Converting Character Values to Numeric in R: A How-To Guide
First, let’s create a dataset.
df= data.frame(
location= rep(c("Illinois", "Iowa"), each = 12),
fertilizer= rep(c("A", "A", "A", "B", "B", "B", "C", "C", "C", "D", "D", "D"), times = 2),
block= rep(c("I", "II", "II"), times = 8),
yield= c('100', '99', '98', '125', "NA", '135', '140', '138', '128', '80', '87', '76', '130', "NA", '140', '145', '148', '152', "#DIV/0!", '158', '165', '80', '78', "NA"),
yield1= c(100, 99, 98, 125, NA, 135, 140, 138, 128, 80, 87, 76, 130, NA, 140, 145, 148, 152, NA, 158, 165, 80, 78, NA)
)
df
location fertilizer block yield yield1
Illinois A I 100 100
Illinois A II 99 99
Illinois A II 98 98
Illinois B I 125 125
Illinois B II NA NA
.
.
Iowa B II 152 152
Iowa C I #DIV/0! NA
and observe the different data formats of each value.
'data.frame': 24 obs. of 5 variables:
$ location : chr "Illinois" "Illinois" "Illinois" "Illinois" ...
$ fertilizer: chr "A" "A" "A" "B" ...
$ block : chr "I" "II" "II" "I" ...
$ yield : chr "100" "99" "98" "125" ...
$ yield1 : num 100 99 98 125 NA 135 140 138 128 80 ...
I have two sets of yield data: one in character format (yield
column) and the other in numeric format (yield1
column).
How to convert missing value to 0 when data is numeric?
When data is numeric (yield1
column), and if there are missing values, how can we replace it to 0?
library(dplyr)
dataA= df %>%
dplyr::mutate(yield_corrected= if_else(is.na(yield1), 0, as.numeric(yield1)))
dataA
location fertilizer block yield yield1 yield_corrected
Illinois A I 100 100 100
Illinois A II 99 99 99
Illinois A II 98 98 98
Illinois B I 125 125 125
Illinois B II NA NA 0
.
.
Iowa B II 152 152 152
Iowa C I #DIV/0! NA 0
or you can also use the following code.
dataA1 = df %>%
dplyr:mutate(yield1=coalesce(yield1, 0))
How to convert missing values to 0 when the data is character?
Here is a problem: sometimes, data appears to be numerical, but its actual format is character (as seen in the yield1
column).
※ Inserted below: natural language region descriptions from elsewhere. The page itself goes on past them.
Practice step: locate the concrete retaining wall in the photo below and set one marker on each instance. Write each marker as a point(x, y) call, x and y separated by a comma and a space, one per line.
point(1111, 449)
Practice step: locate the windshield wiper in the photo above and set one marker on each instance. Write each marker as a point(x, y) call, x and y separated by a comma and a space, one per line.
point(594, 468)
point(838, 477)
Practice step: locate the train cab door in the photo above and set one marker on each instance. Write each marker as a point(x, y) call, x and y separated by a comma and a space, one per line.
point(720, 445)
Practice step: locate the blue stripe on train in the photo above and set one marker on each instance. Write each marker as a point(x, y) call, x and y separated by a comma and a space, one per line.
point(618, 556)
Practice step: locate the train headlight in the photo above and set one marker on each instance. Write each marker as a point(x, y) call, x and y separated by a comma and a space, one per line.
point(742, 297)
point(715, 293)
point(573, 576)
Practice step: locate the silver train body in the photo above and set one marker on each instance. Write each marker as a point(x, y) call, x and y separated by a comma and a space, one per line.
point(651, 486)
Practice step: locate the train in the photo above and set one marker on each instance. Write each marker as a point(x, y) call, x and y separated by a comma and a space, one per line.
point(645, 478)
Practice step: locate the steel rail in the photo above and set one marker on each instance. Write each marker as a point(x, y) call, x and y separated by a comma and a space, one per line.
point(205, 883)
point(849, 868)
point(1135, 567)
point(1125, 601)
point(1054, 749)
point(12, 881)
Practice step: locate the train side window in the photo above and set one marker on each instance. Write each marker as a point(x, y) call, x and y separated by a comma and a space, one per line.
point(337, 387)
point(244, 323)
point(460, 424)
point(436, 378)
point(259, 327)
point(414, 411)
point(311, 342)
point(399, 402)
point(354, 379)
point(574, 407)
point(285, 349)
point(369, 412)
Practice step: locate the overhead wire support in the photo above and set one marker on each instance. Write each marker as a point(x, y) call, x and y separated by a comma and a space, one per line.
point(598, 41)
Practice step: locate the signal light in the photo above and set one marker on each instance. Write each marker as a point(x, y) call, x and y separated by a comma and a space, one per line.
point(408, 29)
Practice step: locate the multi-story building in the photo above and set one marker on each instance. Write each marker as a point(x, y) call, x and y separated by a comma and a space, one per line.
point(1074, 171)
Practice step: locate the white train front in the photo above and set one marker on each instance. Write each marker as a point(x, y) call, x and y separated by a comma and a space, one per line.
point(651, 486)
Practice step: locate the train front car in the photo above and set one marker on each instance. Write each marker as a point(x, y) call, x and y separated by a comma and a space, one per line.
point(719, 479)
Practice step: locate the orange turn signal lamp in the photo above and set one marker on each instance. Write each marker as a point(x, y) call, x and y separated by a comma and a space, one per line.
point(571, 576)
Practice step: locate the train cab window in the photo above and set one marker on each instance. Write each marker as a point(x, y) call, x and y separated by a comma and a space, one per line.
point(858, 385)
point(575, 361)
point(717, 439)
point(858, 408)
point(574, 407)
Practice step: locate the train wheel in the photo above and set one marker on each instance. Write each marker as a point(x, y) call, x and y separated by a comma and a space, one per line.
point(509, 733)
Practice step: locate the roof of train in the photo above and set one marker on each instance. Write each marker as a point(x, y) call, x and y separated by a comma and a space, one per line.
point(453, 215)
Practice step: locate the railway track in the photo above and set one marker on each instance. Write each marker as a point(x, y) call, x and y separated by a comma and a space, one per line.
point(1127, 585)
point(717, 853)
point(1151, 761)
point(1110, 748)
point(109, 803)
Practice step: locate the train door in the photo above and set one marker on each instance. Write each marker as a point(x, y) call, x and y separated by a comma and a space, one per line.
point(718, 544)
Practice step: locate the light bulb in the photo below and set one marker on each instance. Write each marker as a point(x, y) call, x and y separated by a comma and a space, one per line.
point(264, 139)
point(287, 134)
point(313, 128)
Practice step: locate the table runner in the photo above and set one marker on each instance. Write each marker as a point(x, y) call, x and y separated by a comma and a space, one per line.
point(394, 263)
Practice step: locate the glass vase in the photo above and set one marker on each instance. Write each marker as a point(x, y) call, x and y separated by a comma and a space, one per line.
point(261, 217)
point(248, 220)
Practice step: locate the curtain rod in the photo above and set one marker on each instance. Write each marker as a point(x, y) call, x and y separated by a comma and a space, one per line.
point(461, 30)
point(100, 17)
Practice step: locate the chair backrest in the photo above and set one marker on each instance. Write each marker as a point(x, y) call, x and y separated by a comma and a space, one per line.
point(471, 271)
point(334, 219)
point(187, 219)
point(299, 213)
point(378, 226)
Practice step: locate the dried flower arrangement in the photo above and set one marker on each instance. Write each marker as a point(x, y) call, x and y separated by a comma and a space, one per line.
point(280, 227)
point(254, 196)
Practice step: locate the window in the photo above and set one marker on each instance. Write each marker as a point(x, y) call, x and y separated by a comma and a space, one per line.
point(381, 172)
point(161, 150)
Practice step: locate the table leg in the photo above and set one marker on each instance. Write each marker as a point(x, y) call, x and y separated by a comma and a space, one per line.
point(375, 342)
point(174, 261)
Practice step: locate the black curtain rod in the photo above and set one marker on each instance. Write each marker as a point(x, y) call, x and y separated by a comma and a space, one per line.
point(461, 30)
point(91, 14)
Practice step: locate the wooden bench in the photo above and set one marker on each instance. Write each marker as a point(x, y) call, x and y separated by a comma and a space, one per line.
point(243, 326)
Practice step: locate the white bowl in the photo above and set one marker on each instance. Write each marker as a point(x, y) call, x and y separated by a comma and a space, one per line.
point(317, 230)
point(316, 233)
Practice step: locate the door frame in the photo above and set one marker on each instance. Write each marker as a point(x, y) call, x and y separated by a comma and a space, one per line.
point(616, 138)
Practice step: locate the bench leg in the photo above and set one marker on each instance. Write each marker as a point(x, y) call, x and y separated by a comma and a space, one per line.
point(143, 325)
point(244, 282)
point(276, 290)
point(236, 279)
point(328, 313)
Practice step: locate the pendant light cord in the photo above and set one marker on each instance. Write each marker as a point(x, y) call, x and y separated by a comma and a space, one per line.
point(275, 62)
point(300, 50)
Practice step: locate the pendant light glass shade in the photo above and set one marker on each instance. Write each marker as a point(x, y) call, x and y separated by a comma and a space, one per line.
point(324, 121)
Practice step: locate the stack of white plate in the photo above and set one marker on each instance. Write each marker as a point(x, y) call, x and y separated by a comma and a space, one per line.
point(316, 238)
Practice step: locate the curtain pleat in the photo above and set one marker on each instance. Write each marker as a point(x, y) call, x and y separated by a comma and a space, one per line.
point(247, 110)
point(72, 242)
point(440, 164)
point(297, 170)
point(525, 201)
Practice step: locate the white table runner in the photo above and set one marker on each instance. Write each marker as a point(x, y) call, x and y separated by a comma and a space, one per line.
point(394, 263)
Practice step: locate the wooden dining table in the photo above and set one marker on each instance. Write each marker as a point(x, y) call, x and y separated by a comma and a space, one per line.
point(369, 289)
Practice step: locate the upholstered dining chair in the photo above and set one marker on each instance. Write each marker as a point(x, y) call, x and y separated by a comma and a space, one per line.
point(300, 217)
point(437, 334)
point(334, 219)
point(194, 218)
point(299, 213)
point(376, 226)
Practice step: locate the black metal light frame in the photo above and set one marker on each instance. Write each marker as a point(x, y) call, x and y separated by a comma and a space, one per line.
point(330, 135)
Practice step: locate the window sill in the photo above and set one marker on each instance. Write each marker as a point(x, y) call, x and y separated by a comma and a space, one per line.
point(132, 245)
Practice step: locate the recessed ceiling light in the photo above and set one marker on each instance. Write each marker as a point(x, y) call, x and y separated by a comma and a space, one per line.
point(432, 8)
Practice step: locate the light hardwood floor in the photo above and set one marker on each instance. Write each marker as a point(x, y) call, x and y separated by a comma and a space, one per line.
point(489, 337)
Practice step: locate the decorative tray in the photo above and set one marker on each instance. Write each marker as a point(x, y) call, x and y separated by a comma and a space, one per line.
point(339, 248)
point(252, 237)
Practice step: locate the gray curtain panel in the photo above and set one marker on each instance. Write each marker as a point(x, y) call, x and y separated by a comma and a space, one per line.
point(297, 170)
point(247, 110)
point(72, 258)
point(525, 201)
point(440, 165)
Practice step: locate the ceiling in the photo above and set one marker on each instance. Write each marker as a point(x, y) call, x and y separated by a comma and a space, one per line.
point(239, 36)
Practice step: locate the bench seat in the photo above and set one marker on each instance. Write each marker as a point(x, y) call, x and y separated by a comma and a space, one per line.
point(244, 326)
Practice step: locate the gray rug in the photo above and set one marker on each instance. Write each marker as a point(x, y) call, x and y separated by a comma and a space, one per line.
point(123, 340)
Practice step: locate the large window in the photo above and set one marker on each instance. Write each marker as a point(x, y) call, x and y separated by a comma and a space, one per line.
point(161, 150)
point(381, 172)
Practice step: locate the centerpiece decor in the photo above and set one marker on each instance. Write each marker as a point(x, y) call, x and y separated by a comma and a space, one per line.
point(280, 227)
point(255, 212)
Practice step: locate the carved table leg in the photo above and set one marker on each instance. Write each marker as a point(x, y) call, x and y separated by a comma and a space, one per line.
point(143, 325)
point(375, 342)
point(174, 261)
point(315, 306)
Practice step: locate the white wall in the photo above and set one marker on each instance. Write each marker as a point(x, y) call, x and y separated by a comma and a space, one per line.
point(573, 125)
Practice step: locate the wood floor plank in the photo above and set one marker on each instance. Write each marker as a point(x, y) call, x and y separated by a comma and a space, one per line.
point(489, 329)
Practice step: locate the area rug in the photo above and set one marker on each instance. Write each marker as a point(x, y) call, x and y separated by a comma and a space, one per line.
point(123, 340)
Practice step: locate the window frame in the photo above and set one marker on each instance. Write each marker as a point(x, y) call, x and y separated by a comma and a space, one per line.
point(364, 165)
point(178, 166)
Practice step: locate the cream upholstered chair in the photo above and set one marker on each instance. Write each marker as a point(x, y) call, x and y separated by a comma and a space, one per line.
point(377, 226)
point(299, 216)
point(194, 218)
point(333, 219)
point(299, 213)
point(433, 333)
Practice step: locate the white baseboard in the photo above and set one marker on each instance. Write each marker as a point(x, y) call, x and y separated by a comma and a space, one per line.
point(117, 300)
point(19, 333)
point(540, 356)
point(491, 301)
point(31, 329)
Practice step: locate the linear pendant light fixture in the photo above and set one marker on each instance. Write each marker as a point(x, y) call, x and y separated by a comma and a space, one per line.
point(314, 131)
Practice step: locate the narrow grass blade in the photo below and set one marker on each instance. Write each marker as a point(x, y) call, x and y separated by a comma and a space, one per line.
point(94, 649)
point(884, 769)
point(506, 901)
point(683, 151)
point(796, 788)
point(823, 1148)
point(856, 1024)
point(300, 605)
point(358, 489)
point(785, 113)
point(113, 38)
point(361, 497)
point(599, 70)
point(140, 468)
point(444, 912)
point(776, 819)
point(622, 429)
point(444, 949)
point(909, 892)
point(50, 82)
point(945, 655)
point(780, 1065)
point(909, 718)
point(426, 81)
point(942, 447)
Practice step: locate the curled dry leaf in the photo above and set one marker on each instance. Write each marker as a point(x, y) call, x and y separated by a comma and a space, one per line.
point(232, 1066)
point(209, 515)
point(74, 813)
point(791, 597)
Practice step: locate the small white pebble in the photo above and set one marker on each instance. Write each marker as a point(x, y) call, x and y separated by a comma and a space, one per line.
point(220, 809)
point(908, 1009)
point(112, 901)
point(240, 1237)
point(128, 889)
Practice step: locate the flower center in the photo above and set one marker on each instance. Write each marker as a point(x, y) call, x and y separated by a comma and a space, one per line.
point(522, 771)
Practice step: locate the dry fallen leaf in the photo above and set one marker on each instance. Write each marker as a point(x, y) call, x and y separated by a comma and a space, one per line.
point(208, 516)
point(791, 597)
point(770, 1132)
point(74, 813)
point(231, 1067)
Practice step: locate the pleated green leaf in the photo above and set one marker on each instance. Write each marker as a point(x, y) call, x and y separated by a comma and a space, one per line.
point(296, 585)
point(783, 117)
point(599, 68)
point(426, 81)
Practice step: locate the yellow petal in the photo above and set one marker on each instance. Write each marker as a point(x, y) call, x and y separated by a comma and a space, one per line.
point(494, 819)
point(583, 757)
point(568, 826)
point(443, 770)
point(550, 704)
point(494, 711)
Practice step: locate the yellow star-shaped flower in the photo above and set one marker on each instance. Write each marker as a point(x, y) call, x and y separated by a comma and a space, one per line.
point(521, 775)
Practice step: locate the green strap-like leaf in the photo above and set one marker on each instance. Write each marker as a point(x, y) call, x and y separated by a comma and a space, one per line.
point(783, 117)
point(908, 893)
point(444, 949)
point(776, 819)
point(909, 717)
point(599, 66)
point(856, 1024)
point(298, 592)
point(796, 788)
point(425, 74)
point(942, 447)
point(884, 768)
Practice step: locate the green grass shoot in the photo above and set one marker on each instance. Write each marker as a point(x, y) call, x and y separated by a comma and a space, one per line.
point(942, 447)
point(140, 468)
This often occurs when downloading data from websites. In such cases, the above code may not be applicable.
dataA= df %>%
dplyr::mutate(yield_corrected= if_else(is.na(yield1), 0, as.numeric(yield1)))
Warning message:
“There was 1 warning in `mutate()`.
ℹ In argument: `yield_corrected = if_else(is.na(yield), 0, as.numeric(yield))`.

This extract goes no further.